Since the minimum insurance requirements often aren’t enough to cover all of the damages sustained in a distracted driving accident, you can also file a lawsuit in civil court against the at-fault driver. This is different from the personal injury claim filed with the insurance company. Your lawsuit seeks compensation for your damages not covered by insurance caps.

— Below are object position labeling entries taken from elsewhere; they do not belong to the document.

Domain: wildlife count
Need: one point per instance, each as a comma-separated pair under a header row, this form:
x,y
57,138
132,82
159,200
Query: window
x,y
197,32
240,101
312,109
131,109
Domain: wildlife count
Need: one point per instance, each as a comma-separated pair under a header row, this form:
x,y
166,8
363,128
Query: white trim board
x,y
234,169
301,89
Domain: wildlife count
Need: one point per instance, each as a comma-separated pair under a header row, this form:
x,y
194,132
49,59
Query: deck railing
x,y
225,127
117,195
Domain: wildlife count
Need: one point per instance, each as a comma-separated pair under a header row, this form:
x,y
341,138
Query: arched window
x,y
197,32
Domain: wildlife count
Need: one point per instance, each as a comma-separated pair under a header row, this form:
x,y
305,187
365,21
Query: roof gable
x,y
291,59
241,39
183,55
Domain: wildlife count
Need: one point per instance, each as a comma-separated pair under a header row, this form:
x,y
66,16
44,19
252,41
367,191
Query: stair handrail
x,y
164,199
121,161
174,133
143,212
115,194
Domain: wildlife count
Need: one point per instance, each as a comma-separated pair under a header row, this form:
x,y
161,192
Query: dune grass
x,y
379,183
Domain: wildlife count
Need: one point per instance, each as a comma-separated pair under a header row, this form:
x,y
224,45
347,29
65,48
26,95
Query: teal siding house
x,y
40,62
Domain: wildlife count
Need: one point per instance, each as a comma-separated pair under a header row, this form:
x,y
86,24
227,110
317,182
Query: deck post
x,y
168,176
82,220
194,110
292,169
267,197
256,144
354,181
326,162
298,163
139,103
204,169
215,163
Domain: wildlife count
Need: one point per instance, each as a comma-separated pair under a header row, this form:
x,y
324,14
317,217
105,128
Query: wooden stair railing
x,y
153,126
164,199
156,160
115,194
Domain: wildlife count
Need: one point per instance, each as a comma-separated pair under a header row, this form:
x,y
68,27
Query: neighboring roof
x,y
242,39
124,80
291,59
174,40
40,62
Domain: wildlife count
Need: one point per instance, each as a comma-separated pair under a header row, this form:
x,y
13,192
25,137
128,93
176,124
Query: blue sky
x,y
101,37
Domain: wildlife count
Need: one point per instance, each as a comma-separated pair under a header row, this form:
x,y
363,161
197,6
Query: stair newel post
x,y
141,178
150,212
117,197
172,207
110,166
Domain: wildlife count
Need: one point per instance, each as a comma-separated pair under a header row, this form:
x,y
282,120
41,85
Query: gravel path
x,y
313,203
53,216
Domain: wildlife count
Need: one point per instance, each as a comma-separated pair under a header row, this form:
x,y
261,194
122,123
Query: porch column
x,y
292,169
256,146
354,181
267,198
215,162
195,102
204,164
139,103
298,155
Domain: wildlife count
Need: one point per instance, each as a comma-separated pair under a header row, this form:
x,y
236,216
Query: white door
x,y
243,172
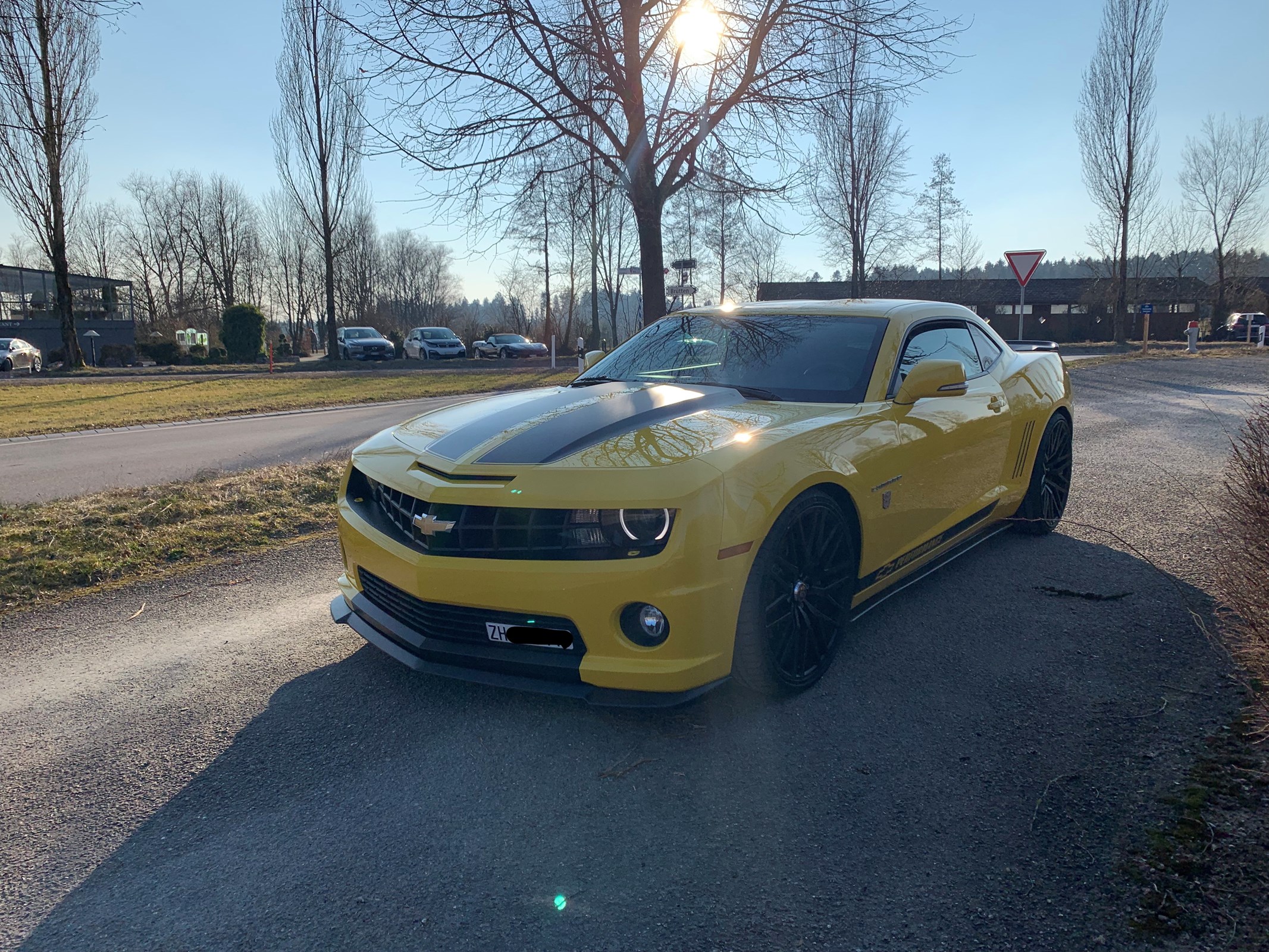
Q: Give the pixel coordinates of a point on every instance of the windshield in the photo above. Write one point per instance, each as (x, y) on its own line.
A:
(795, 357)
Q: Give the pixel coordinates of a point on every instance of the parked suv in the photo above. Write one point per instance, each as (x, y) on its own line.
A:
(1236, 327)
(364, 345)
(18, 356)
(433, 345)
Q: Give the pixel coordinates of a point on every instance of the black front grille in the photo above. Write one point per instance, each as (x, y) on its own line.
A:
(435, 620)
(487, 531)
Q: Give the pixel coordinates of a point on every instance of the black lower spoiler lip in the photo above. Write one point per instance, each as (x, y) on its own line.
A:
(396, 641)
(1031, 346)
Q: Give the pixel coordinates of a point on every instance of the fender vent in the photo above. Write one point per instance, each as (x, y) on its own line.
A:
(1020, 464)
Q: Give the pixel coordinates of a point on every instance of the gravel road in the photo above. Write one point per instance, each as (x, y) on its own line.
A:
(230, 771)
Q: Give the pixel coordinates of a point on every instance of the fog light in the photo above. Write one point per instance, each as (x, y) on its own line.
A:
(645, 625)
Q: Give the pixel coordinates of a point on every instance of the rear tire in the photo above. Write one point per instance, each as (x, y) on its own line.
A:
(1050, 487)
(797, 601)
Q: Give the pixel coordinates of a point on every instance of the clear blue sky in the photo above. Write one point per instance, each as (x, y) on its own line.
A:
(189, 84)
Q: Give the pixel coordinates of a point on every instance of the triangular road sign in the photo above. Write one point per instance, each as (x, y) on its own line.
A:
(1024, 264)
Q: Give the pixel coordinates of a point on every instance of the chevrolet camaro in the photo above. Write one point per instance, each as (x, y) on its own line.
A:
(722, 496)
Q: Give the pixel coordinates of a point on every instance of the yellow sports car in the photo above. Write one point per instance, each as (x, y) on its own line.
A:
(722, 496)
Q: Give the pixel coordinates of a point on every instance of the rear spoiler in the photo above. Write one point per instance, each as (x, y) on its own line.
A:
(1027, 346)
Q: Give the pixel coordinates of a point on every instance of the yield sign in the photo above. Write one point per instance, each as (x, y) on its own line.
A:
(1024, 264)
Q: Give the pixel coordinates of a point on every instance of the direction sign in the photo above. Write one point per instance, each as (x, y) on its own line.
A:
(1024, 264)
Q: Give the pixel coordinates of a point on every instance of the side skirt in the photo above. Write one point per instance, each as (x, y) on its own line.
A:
(930, 568)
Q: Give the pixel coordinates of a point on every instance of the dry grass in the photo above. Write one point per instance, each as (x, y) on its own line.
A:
(55, 550)
(1244, 585)
(77, 405)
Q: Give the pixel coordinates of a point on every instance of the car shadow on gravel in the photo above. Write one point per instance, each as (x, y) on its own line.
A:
(969, 775)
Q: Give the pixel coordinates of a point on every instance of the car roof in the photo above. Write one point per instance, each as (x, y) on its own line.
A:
(844, 308)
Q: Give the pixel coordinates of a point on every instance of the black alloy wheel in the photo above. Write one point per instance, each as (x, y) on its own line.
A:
(1050, 487)
(797, 600)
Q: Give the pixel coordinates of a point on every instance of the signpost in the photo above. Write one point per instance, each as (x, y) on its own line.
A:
(1023, 264)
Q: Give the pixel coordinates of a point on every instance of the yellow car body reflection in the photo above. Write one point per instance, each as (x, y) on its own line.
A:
(919, 481)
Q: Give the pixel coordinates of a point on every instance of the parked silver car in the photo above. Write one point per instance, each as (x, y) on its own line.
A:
(433, 345)
(507, 346)
(17, 355)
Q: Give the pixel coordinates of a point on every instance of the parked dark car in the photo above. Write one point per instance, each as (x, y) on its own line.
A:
(17, 355)
(365, 345)
(433, 345)
(508, 346)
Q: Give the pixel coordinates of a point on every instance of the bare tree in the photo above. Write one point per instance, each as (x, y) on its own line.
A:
(860, 172)
(1224, 173)
(474, 83)
(49, 54)
(938, 207)
(1116, 126)
(319, 131)
(965, 249)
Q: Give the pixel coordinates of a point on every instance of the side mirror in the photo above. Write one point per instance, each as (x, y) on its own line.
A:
(932, 378)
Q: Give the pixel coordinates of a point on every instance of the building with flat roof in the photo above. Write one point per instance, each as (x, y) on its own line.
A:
(28, 300)
(1056, 309)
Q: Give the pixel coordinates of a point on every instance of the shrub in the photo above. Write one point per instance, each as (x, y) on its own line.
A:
(1242, 585)
(117, 356)
(243, 333)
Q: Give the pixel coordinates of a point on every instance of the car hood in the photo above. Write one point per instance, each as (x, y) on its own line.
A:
(606, 425)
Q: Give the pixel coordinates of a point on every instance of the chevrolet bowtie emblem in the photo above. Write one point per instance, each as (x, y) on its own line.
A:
(430, 525)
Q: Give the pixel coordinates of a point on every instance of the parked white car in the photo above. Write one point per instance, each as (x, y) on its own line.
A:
(433, 345)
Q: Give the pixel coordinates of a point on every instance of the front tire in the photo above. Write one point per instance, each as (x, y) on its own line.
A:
(797, 600)
(1050, 487)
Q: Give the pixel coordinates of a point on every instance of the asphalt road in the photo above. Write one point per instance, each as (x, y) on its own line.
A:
(68, 465)
(230, 771)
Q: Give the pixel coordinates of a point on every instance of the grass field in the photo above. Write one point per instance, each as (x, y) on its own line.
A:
(54, 550)
(77, 405)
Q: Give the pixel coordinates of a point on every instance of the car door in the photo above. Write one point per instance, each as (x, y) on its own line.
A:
(952, 450)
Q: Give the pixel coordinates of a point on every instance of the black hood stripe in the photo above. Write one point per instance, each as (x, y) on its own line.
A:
(594, 422)
(465, 440)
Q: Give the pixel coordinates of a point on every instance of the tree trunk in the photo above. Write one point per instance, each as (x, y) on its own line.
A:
(73, 356)
(647, 208)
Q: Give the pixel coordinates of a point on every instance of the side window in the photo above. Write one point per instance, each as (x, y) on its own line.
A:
(945, 342)
(988, 348)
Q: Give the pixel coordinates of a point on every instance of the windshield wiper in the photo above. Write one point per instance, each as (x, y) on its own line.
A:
(754, 393)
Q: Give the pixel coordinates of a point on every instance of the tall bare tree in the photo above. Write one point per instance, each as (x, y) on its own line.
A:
(49, 54)
(474, 83)
(1116, 126)
(1224, 173)
(938, 208)
(319, 131)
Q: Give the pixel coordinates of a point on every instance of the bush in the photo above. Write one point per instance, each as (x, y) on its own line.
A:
(243, 333)
(1242, 585)
(117, 356)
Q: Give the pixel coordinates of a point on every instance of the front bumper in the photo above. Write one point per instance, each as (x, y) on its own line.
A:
(698, 592)
(480, 665)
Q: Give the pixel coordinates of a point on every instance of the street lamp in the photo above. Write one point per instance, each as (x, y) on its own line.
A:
(92, 342)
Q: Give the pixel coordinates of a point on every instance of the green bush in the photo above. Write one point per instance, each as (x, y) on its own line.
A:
(243, 333)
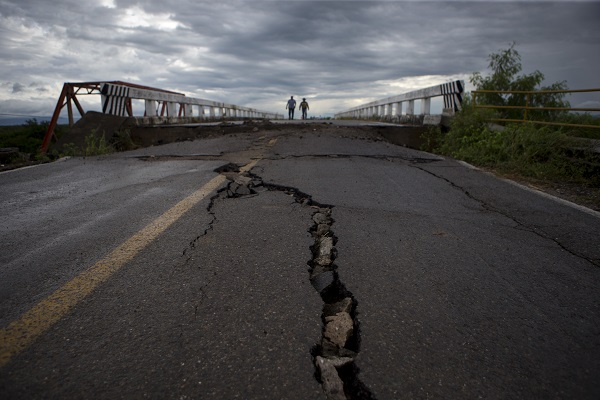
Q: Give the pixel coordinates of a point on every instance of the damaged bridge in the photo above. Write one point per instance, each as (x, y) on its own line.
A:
(292, 261)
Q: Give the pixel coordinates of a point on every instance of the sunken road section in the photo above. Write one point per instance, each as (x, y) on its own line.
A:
(339, 344)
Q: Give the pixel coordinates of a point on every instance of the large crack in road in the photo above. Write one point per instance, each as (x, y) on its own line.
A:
(339, 345)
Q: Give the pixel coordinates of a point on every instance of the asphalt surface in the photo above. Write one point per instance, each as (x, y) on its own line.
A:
(465, 285)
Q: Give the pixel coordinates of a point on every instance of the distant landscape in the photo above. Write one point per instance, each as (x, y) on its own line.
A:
(14, 121)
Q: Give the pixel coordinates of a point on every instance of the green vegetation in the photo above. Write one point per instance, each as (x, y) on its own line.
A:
(28, 137)
(543, 153)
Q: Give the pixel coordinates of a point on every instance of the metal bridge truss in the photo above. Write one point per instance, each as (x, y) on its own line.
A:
(116, 97)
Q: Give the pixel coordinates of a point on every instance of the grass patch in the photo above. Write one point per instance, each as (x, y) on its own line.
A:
(548, 156)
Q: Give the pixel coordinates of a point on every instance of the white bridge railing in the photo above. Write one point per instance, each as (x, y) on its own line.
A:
(159, 105)
(392, 107)
(116, 100)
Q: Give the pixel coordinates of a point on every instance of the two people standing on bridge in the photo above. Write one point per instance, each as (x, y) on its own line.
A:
(291, 105)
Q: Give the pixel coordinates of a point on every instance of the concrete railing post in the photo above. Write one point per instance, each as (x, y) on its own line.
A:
(426, 106)
(171, 109)
(410, 109)
(150, 108)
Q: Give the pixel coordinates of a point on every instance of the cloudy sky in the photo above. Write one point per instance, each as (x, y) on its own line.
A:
(255, 53)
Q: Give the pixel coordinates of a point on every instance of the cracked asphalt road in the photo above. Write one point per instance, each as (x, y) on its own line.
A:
(465, 285)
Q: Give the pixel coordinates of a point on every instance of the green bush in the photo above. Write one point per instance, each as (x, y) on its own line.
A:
(541, 152)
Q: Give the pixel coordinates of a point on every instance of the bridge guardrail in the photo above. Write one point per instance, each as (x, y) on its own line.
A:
(117, 96)
(391, 107)
(528, 109)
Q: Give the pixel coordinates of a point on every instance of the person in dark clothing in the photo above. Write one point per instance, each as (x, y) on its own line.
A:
(304, 107)
(291, 105)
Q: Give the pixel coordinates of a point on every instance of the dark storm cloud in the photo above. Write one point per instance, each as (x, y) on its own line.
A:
(257, 53)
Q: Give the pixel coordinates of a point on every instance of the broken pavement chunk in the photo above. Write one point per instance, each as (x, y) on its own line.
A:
(332, 384)
(339, 328)
(344, 305)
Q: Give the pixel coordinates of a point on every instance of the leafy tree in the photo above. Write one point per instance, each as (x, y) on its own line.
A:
(506, 66)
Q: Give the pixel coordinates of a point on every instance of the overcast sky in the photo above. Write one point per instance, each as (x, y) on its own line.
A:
(254, 53)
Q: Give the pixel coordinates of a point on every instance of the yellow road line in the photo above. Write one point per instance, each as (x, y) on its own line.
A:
(24, 331)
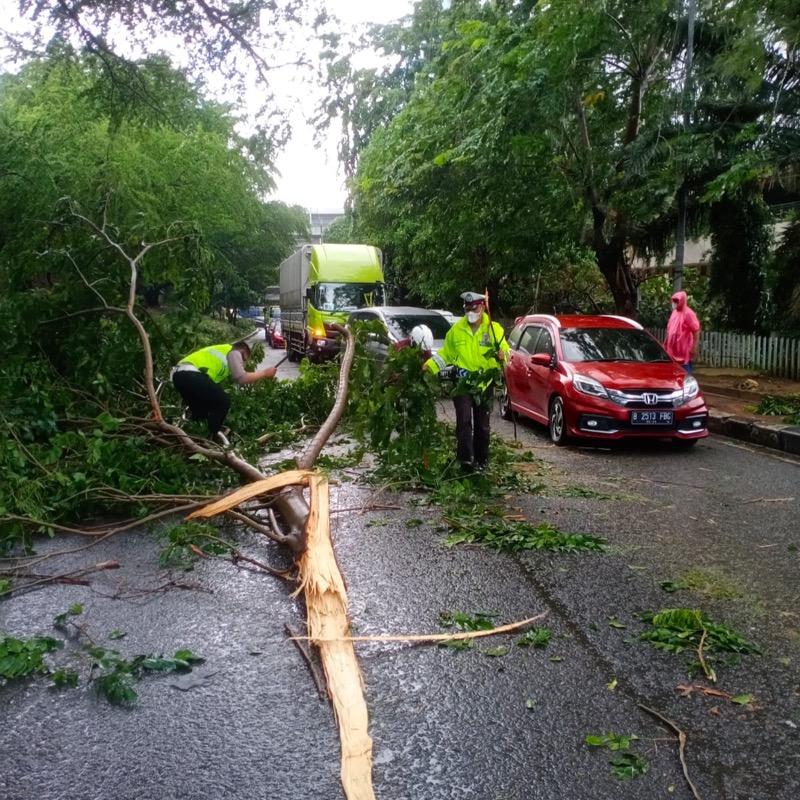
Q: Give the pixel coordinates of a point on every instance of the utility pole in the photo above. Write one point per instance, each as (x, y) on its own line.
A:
(680, 232)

Proving Liability in a Distracted Driving Accident

Before you can submit a claim with the at-fault driver’s insurance carrier, you need to prove the elements of negligence:

  • Duty of care: This is the duty all drivers owe to others on the road. In other words, all drivers must follow all traffic rules.
  • Breach of duty: A breach of duty occurs when a driver doesn’t take reasonable care. This can include using a cell phone while driving. The driver is distracted by the device and this causes the resulting accident.
  • Causation: You must show your injuries and/or property damage is the direct result of the distracted driving accident. Your medical records and accident report can help support this part of your claim.

If you can prove the distracted driver’s actions are negligent and the direct cause of your damages, you can file a personal injury claim with the insurance company. From there, it’s up to you and your attorney to negotiate a settlement that covers your damages.

Protect Your Legal Rights After a Distracted Driving Accident

Distracted driving accidents happen every day, and you may find yourself involved in this type of vehicle collision. Instead of trying to navigate negligence rules on your own, talk to an experienced personal injury attorney. 

Your attorney will help ensure your rights are protected and you receive adequate compensation for your damages, allowing you to focus on your recovery without the added stress of the extra legal complexities you could face.